Hasil Pertemuan: Kasus Kuota Haji, KPK: 8.400 Jemaah Reguler Gagal Berangkat 2024
Kasus Kuota Haji, KPK: 8.400 Jemaah Reguler Gagal Berangkat 2024
Komisi Pemberantasan Korupsi (KPK) menyatakan bahwa perubahan distribusi kuota haji menyebabkan kerugian bagi jemaah reguler. Ribuan calon peserta harus mengalami penundaan, yang memperpanjang durasi tunggu mereka untuk melakukan ibadah. Dalam konferensi pers di Gedung Merah Putih KPK, Jakarta, pada Kamis (12/3/2026), Asep Guntur Rahayu, Deputi Penindakan dan Eksekusi KPK, menjelaskan bahwa sekitar 8.400 jemaah reguler yang rencananya berangkat tahun 2024 akhirnya tidak dapat melaksanakan perjalanan.
“Harusnya mereka sudah berangkat, tapi karena antreannya bertambah jadi harus menunggu lagi. Padahal kita tidak pernah tahu usia seseorang. Ada yang akhirnya belum sempat berangkat haji karena keburu dipanggil Yang Maha Kuasa, itu ironi,” ujarnya.
KPK menyoroti distribusi kuota haji 2024 yang mengikuti skema 50 persen untuk reguler dan 50 persen untuk khusus.

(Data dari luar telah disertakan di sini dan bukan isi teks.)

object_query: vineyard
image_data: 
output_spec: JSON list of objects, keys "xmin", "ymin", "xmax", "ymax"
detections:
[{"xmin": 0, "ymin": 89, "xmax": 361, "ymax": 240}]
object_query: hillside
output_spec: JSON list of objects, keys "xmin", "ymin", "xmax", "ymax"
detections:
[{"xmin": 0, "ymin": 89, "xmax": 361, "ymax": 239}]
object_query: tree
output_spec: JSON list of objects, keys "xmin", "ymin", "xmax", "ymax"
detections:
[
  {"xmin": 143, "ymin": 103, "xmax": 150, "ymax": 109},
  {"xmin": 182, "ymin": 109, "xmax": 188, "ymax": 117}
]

Namun, perubahan ini dinilai tidak sesuai dengan keputusan rapat kerja Kementerian Agama dan Komisi VIII DPR RI pada November 2023. Di sana disepakati alokasi tambahan kuota seharusnya 92 persen untuk haji reguler dan 8 persen untuk khusus.

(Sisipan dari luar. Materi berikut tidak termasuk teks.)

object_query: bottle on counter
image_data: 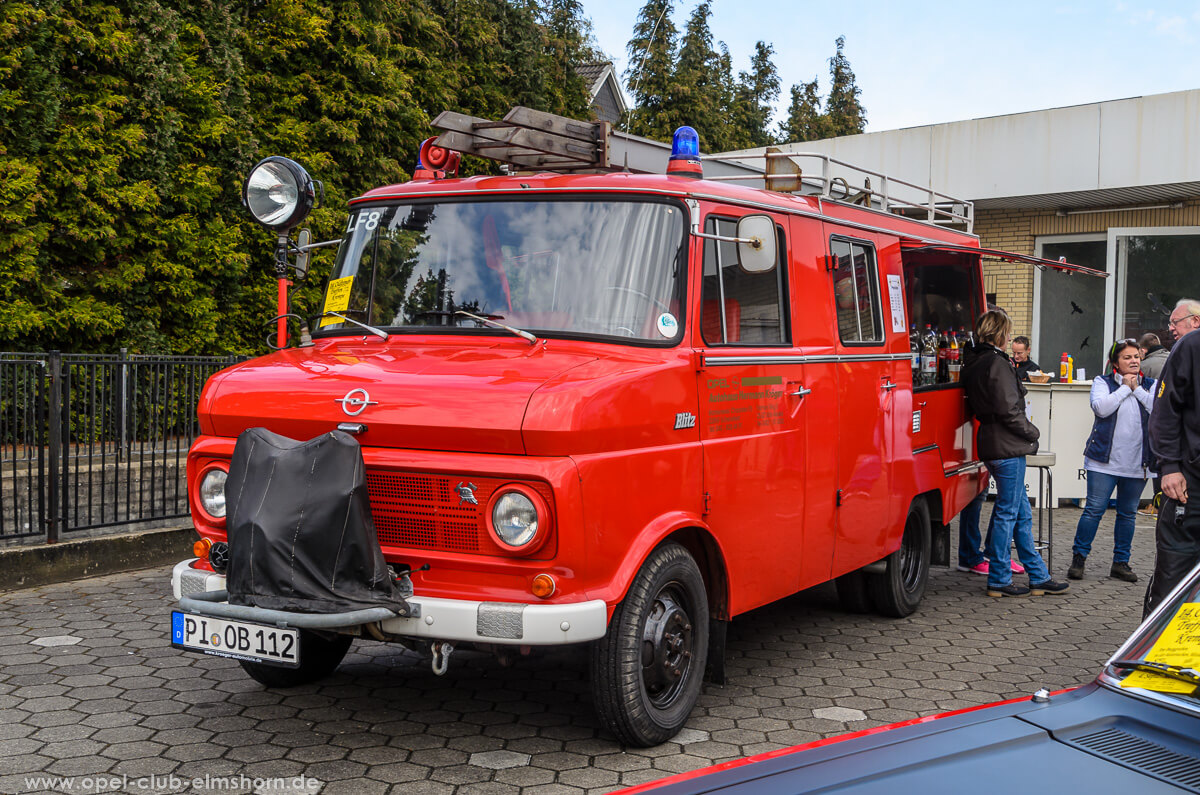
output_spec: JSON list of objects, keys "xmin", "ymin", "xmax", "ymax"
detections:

Menurut Asep, situasi ini sangat mengganggu bagi masyarakat yang mendaftar haji reguler. Banyak dari mereka telah menabung sejak usia muda untuk memenuhi biaya ibadah. Sebagian besar calon jemaah mulai menyiapkan dana sejak usia 20 tahun hingga akhirnya mampu menglunasi biaya pada usia 50 hingga 60 tahun. Dengan penundaan ini, jemaah reguler mengalami kesulitan, terutama karena masa tunggu yang lebih lama.

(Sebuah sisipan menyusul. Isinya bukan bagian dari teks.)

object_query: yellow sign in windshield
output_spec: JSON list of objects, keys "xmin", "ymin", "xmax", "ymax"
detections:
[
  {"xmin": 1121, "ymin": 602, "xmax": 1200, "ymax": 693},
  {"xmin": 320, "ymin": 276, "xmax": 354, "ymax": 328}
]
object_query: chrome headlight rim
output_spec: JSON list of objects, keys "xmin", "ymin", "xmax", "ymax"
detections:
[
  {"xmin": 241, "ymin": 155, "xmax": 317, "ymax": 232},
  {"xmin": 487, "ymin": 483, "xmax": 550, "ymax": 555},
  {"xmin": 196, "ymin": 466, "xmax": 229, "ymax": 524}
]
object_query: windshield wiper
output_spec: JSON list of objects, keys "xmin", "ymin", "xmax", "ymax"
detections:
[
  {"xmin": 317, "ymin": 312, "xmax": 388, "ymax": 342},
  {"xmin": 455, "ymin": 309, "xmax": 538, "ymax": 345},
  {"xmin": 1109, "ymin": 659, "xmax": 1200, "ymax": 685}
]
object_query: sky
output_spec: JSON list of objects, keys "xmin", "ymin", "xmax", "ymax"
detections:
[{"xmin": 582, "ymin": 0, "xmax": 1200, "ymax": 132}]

Statistik menunjukkan jumlah jemaah haji reguler mencapai 213.320 orang, sedangkan kuota untuk haji khusus hanya 27.680. Penetapan kuota yang tidak sesuai dengan kesepakatan rapat kerja membuat pengalaman jemaah reguler terganggu. KPK mengkritik keputusan ini karena memicu peningkatan durasi tunggu, yang berpotensi mengurangi peluang beberapa calon jemaah untuk berangkat.